C’est évident que dans un Québec indépendant, cela faciliterait les choses. Nous n’aurions pas sur le dos les jugements de la Cour Suprême qui ont préséance sur ceux des cours provinciales. La vision multiculturelle des Canadiens diffère de la vision républicaine des Québécois qui favorisent la protection des droits collectifs sur les droits individuels reconnus par les Chartes. Cette conception juridique a permis au Québec de se doter, par exemple, d’une Charte de la langue française qui protège les droits collectifs des francophones plutôt que d’accorder la primauté aux droits individuels en matière linguistique. Il en va de la survie de notre langue et de notre culture comme peuple francophone en Amérique. Nous croyons qu’une Charte québécoise de la laïcité pourrait offrir une protection semblable des valeurs qui définissent notre identité.

Que penseriez-vous de l’idée que l’État créerait un organisme public permanent, tel un observatoire ou un ministère, qui analyserait au quotidien les usages politiques que font les religions, et qu’il partage ses analyses avec la population?

C’est une question qui mérite réflexion mais le gouvernement se méfie trop peu des religions pour même penser à mettre en place un tel type d’organisme.

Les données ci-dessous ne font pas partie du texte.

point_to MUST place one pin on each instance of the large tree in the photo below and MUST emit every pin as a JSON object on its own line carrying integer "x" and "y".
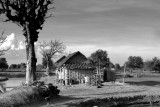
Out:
{"x": 30, "y": 15}
{"x": 2, "y": 41}
{"x": 100, "y": 58}
{"x": 49, "y": 49}
{"x": 3, "y": 63}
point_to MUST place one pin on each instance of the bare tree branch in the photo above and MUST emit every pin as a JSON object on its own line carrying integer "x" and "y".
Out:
{"x": 2, "y": 40}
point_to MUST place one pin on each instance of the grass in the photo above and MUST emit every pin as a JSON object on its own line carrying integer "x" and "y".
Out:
{"x": 2, "y": 78}
{"x": 82, "y": 94}
{"x": 18, "y": 96}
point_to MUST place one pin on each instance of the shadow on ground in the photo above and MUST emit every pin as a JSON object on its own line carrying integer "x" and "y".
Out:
{"x": 144, "y": 83}
{"x": 54, "y": 102}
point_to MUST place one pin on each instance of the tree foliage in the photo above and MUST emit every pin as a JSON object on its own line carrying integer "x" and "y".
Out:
{"x": 2, "y": 40}
{"x": 134, "y": 62}
{"x": 100, "y": 57}
{"x": 3, "y": 63}
{"x": 117, "y": 66}
{"x": 30, "y": 15}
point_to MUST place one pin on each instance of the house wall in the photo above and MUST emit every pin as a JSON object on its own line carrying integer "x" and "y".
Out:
{"x": 76, "y": 75}
{"x": 79, "y": 58}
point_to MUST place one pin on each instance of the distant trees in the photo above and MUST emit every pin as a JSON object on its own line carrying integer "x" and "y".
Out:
{"x": 48, "y": 50}
{"x": 3, "y": 63}
{"x": 18, "y": 66}
{"x": 134, "y": 62}
{"x": 100, "y": 57}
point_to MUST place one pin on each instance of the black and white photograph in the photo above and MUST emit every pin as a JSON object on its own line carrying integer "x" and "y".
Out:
{"x": 79, "y": 53}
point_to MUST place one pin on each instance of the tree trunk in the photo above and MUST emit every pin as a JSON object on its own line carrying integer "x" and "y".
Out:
{"x": 31, "y": 58}
{"x": 48, "y": 68}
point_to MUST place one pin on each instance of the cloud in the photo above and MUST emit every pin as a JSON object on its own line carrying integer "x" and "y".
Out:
{"x": 8, "y": 42}
{"x": 118, "y": 54}
{"x": 12, "y": 42}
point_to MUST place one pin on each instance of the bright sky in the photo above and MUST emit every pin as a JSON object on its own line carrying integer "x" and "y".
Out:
{"x": 121, "y": 27}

Que dire à propos de la nourriture halal (cacher), issue de l’abattage rituel d’animaux?

C’est sur un autre front, dans ce cas-ci l’alimentaire, une façon de contester la laïcité et d’avoir un traitement différencié en fonction de sa religion. C’est ni plus ni moins qu’une contestation de la modernité dans laquelle on veut réinjecter du religieux. Et c’est aussi une façon de se distinguer de la société d’accueil en disant que nous ne mangeons pas comme vous. Et les intégristes ne se privent pas pour faire des demandes en ce sens. Mais les compagnies ne sont pas sensibles à ces considérations politiques et ne voient malheureusement dans ces demandes qu’un marché à développer pour faire davantage de profits.

Y a-t-il d’autres sujets que vous voudriez mentionnés?

Merci de cet entretien, madame Louise Mailloux.